Forex traders are waiting for the opportunity to buy instead of preparing for further selling.
Clearly, the USD/JPY performance is determined to end the 2020 trading year on a bearish note. The pair was not affected much by the US stimulus bill approval, the announcement of coronavirus vaccines, nor even the results of the US economic data, which are being intensified ahead of the Christmas and New Year holidays. Since the beginning of trading this week, the currency pair has been stable in a descending range between the 103.88 resistance and the 103.03 support, and it is stabilizing around 103.45 at the time of this writing, before the announcement of the latest US economic data package.
With lack of liquidity during the holiday week aside, the disruption of stock markets and risk currencies is the result of uncertainty about whether the new strain of the coronavirus will respond to any of the vaccines on which investors are pinning their hopes regarding expectations of a strong economic recovery in 2021.

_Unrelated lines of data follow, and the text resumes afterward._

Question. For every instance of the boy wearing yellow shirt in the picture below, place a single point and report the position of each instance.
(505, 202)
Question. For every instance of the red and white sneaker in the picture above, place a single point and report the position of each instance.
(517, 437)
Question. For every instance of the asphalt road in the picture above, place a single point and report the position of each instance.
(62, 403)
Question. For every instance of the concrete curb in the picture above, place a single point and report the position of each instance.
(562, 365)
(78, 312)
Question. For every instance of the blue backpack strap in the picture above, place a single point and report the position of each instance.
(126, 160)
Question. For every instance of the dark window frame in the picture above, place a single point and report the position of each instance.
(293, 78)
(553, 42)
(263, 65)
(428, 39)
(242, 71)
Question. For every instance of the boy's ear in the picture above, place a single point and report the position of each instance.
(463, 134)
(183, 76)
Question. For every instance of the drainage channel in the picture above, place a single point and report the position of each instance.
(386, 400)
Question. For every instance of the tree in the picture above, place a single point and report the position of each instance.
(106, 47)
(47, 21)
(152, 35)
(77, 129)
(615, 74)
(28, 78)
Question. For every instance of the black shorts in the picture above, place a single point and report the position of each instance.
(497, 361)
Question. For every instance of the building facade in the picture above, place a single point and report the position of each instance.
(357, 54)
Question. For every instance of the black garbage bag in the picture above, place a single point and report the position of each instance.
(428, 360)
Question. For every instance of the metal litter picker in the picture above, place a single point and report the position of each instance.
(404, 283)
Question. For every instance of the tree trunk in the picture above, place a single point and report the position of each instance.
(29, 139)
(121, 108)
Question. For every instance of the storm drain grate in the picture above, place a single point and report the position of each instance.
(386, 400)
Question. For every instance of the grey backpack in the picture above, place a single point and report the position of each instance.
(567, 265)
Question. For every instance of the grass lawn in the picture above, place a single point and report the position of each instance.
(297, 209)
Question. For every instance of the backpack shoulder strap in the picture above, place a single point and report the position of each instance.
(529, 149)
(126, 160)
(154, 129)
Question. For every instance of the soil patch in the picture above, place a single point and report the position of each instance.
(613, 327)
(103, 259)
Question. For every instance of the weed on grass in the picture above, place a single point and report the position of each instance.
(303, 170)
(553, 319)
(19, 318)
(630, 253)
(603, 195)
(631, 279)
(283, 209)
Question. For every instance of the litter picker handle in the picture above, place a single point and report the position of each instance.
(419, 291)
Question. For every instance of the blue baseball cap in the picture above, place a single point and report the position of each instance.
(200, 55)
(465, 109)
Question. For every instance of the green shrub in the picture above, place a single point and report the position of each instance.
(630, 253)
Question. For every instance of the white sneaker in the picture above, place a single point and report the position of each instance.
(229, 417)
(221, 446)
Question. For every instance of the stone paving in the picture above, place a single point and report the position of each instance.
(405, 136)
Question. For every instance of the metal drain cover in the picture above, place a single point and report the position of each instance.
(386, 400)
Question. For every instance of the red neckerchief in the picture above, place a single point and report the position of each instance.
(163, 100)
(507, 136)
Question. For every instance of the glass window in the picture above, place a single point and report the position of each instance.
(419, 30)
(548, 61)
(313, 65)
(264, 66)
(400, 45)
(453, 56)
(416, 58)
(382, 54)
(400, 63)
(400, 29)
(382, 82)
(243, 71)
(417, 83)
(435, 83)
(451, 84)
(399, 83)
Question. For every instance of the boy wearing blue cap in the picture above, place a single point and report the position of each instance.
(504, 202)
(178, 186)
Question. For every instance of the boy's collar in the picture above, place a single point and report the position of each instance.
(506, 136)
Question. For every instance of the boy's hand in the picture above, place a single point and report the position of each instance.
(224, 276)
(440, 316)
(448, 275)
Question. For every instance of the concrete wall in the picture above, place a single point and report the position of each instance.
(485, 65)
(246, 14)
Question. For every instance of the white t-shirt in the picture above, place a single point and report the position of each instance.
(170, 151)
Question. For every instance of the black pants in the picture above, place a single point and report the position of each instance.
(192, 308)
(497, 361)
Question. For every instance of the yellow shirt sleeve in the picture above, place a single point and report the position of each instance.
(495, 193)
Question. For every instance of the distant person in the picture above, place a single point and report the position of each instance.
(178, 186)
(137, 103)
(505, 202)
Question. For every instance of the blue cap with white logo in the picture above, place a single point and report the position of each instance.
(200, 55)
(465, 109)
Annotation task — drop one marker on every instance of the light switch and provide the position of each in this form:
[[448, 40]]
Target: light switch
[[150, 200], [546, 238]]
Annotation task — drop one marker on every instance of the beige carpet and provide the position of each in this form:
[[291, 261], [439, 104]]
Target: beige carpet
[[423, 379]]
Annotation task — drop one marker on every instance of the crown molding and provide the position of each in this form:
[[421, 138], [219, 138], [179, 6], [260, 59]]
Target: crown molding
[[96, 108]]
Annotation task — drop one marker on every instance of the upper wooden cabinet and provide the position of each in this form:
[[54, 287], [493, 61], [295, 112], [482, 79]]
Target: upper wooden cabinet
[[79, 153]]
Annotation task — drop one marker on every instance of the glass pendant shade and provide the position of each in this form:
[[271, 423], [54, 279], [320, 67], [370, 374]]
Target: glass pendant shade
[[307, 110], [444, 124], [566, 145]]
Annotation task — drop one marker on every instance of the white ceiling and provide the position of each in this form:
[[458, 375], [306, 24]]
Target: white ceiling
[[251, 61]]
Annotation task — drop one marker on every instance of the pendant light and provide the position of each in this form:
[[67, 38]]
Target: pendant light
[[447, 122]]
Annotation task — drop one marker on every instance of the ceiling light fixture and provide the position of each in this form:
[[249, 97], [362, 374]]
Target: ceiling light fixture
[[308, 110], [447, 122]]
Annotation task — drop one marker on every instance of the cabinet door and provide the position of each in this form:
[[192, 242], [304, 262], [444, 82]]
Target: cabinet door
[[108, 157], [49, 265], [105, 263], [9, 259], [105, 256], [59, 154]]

“A new strain of the virus that is more transmissible and the tightening of lockdowns has undermined confidence in how quickly economies - especially in Europe - can get back on their feet,” said Chris Turner, Regional Director of Forex Research at ING. So far, the news has only delayed expectations for a recovery and demanded a modest correction, and as long as the rates of the vaccine effectiveness are not crucially questioned, we believe that the policy is very stimulative (it appears that the US Congress will sign a stimulus package worth $900 billion) and that should limit the negative side of active currencies, and the uptrend of the USD. Let's see if this rally in `the USD DXY Index stops at 90.50.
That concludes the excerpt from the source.